Paramount said the film's audience was comprised largely of longtime "Star Trek" fans, but was optimistic that good reviews and word of mouth would bring in a broader audience in coming weeks.
Paramount was hoping that this film would be like STIV, which attracted the general audience. From what I am reading, it is the fans who are seeing this film multiple times. Paramount was, also, hoping to get the coveted 18-to-25 year olds to see this film, but it is the older crowd who are watching the film.
Trek's demographics tell an interesting story that contributes to that theory: the audience skewed heavily male (64 percent) and older (73 percent over the age of 25). In comparison, the first movie did a better job reaching women (only 60 percent male) and younger audiences (only 65 percent over 25).
Having Alice Eve in her two-piece was acknowledged earlier this year as a ploy to get these younger males into seats.
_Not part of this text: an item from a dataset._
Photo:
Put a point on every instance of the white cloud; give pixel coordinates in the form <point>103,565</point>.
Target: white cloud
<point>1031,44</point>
I have done research on the terms fanboy and fangirl. I was wrong in what I said. However, the impression I get from research is that these are the people who will enthusiastically support a product, even when it's flawed. They are not the sort of people who would openly criticize a flawed product. In fact, fanboys and fangirls would attack these people for disagreeing with them. This is based on a cursory reading of the definitions supplied for this word at Urban Dictionary. (http://www.urbandictionary.com/define.php?term=fanboy
PC Magazine defines fanboy as,
A male, or "fangirl" if female, who is devoted to a particular product or company. Fanboys are loyal and steadfast in their dedication and opinions.
I may get things wrong, but generally I make it a habit to research what I write so that I speak not out of ignorance.